Van Gogh, Modigliani, Schiele


Tra emarginazione e mito
Tra emarginazione e mito

La serata di approfondimento dedicata a Vincent van Gogh, Egon Schiele e Amedeo Modigliani nasce dal desiderio di interrogare uno dei grandi paradossi della storia dell’arte moderna: perché alcuni degli artisti oggi più celebri e quotati furono, durante la loro vita, marginali, osteggiati o quasi del tutto ignorati?
L’incontro propone uno sguardo incrociato su tre figure centrali tra la fine dell’Ottocento e i primi decenni del Novecento, accomunate non solo da destini personali difficili, ma soprattutto da un rapporto problematico con il pubblico, le istituzioni artistiche e il mercato del loro tempo, artisti che parlano un linguaggio nuovo in un contesto che non possiede ancora gli strumenti culturali per comprenderlo.

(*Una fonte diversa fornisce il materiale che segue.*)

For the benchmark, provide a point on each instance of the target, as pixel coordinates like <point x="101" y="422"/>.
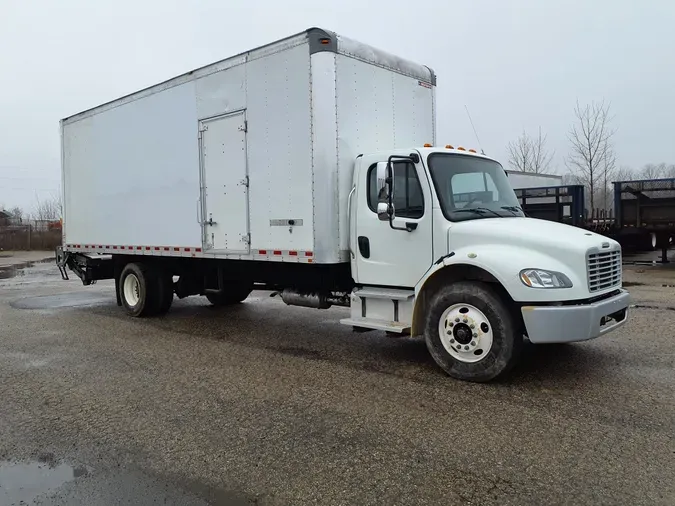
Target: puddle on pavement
<point x="63" y="300"/>
<point x="22" y="483"/>
<point x="11" y="271"/>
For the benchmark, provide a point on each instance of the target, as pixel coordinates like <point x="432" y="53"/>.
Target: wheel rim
<point x="132" y="290"/>
<point x="466" y="333"/>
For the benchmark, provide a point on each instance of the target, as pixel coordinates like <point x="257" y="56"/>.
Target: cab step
<point x="384" y="293"/>
<point x="373" y="324"/>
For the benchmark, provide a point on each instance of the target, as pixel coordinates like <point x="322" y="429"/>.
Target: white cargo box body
<point x="519" y="179"/>
<point x="247" y="158"/>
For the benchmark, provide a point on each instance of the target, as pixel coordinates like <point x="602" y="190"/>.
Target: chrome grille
<point x="604" y="270"/>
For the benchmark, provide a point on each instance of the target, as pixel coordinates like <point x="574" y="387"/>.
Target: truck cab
<point x="441" y="248"/>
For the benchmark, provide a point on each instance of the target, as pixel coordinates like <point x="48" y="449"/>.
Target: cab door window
<point x="408" y="197"/>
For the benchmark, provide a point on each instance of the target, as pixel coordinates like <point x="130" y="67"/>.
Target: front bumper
<point x="567" y="324"/>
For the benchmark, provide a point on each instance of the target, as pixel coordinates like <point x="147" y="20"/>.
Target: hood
<point x="527" y="232"/>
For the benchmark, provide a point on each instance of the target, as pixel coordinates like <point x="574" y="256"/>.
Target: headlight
<point x="538" y="278"/>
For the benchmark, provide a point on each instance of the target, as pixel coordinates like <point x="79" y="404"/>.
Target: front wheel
<point x="470" y="332"/>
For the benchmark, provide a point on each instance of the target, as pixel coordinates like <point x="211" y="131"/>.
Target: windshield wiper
<point x="513" y="209"/>
<point x="479" y="210"/>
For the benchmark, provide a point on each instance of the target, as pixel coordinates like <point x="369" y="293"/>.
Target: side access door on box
<point x="224" y="176"/>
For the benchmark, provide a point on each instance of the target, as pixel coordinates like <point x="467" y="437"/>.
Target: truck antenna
<point x="474" y="130"/>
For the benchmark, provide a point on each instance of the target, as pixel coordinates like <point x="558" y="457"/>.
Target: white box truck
<point x="309" y="167"/>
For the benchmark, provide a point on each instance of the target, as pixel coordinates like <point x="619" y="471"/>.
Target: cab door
<point x="385" y="256"/>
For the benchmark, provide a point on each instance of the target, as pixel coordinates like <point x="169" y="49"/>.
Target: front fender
<point x="504" y="263"/>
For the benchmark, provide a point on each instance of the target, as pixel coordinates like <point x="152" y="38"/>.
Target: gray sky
<point x="516" y="65"/>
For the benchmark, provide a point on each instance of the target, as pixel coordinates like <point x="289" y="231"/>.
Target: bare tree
<point x="17" y="213"/>
<point x="529" y="154"/>
<point x="624" y="173"/>
<point x="592" y="156"/>
<point x="653" y="171"/>
<point x="604" y="192"/>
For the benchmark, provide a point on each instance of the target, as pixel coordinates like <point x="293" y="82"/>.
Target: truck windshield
<point x="470" y="188"/>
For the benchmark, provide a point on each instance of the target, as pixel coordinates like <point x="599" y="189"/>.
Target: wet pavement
<point x="266" y="404"/>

Durante la serata verranno affrontati due temi complementari. Il primo riguarda l’autoritratto come luogo privilegiato di sperimentazione dell’identità moderna: uno spazio in cui l’artista non cerca più la somiglianza, ma l’espressione, l’analisi o la costruzione di un’immagine di sé. Il secondo tema, altrettanto centrale, riguarda invece il rapporto tra arte, società e mercato.

La serata non vuole celebrare semplicemente tre grandi nomi, ma offrire al pubblico strumenti per comprendere come nasce il successo artistico e come, spesso, esso non coincida affatto con il riconoscimento immediato. Attraverso Van Gogh, Schiele e Modigliani, l’arte moderna si rivela così non solo come una questione di stile, ma come un confronto profondo e talvolta doloroso tra l’artista e il suo tempo.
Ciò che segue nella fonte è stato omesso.